Nietzsche has long been recognized for his confrontational position towards liberal political and educational institutions. He is arguably the greatest critic of liberalism to emerge from within the philosophy realm. Scholars have learned from him to feel disdain for sheer safety and material prosperity, and to see the danger of conformism lurking behind the apparent freedoms we are offered. From early stage in his life and career, he sides with the romantic belief that “the aim of all culture is to generate geniuses” and he looks for the life of a genius in the philosopher, in his case, Schopenhauer. Nietzsche advocated the need for philosopher-geniuses as rulers, as opposed to Plato’s beliefs that a society should be ruled by philosopher-kings (Shattuck, 1995). Nonetheless, a quick literature review suggests that Nietzsche has not received much attention in the realm of education.

From Plato to D.H. Lawrence, the topic of education has been the focus of much debate throughout the centuries. The question however persists amid educational circles, literary reviews, and at cocktail parties: are our schools ready to educate their students to live their lives as they should, based on values and moral ethics that point them to what Plato called the “good, incorruptible, and just”?

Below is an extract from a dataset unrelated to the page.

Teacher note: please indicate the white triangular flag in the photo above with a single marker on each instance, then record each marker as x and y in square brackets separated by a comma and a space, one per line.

In The Republic, written more than two thousand years ago, Plato outlined a series of physical and intellectual practices that would warrant a form of society that was just and full of virtue, a society that was planned, with citizens who were educated from very early ages. For Socrates, only education could guarantee that children would one day become responsible (and just!) citizens, committed to the well being of the whole city (polis). In this process, Socrates emphasized the importance of educating a citizen with community values geared towards the city. By contrast, the lack of education would raise citizens that were only concerned about themselves and would, therefore, govern the city to fulfill their own interests. Socrates warns us against the decadency of the citizens of Athens, which was governed by corrupted individuals, due to lack of proper education.